Award-winning novelist Joyce Carol Oates gives us a picture of the life of "Marilyn Monroe", born Norma Jeane Baker, in this novel loosely based on Marilyn's life story. From her early childhood (abusive) to her years growing up in an orphanage & various foster homes, to her early marriage & years as a model & starlet, to her stardom, her lovers, her marriages, to her last years, the novel brings to life Marilyn's insecurity, instability, her yearning to prove or justify herself in some way, the tremendous battles she fought with herself every day, just to get by, let alone cope with stardom.

I've read most of JCO's novels & this is one of my favorites. I love the way Oates uses "soft focus" and "hard focus" moments to depict Marilyn's life - the life of a movie star. One moment impressionistic & the next sharply concentrated on a single incident, the technique Oates uses is like the camera in Marilyn's life - shifting around, showing the best of Marilyn one moment & the worst the next. The camera gave Marilyn some of the best times of her life - and some of the worst - & that's how Oates moves around throughout the book - so you really get a sense of the different sides of Marilyn. "Good" Marilyn was talented, beautiful, loving, friendly, funny, studious, a writer, a perfectionist. "Bad" Marilyn was silly, self-destructive, lacking in personal hygiene, self-absorbed, despairing, wasteful, messy, promiscuous, & uncaring about her own time or that of others. I liked the shifting narrators, & bits of journals, letters & other people's stories scattered throughout, to show the different ways Marilyn was perceived and known. Oates also brings to life the Hollywood era of big studios & McCarthy scare tactics - a world in which female stars, even big stars, had little power. Overall a haunting book that made me want to learn more about the real Norma Jeane.

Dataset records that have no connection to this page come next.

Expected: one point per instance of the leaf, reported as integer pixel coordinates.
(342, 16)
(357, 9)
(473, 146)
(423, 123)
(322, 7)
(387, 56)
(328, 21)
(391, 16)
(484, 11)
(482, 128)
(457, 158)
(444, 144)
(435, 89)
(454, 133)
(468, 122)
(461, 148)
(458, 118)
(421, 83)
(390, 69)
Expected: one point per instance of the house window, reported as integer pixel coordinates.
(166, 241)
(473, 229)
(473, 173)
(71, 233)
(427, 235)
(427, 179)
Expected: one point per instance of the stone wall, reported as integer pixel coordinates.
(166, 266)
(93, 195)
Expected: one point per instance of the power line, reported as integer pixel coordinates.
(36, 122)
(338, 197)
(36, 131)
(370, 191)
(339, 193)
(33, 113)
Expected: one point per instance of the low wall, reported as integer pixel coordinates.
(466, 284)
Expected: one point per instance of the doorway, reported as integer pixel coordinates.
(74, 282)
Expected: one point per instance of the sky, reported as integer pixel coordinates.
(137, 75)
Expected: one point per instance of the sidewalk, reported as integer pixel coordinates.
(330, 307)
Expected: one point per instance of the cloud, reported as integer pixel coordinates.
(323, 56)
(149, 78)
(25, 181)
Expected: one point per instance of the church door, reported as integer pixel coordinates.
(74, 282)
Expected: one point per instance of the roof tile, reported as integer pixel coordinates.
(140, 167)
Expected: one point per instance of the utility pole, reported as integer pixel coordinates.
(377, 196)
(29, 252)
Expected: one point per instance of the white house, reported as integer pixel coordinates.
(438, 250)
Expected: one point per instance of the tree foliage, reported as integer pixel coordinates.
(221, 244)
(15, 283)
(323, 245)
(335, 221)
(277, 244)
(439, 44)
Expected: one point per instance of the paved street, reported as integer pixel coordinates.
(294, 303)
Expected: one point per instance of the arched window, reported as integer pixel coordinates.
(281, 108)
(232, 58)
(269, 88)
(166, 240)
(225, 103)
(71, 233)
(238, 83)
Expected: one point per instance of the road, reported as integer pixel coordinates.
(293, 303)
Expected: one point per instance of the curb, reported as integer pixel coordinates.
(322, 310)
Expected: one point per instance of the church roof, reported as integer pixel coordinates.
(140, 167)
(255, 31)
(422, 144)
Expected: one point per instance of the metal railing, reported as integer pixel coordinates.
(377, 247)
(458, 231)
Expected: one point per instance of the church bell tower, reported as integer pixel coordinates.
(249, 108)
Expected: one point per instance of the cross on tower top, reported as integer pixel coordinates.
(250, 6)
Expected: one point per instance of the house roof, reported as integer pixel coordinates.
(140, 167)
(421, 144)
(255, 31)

Why you might not like this book though I did - it's very long. It's very sad. You might get impatient with Marilyn. You might get impatient with just about every character in the book - other than Arthur Miller ("the Playwright"), who is given a sympathetic portrayal. If you don't like shifts in narrator, timeframe, etc., you probably won't like it - it can be a little hard to figure out in that way. And yeah...we all know how it ends.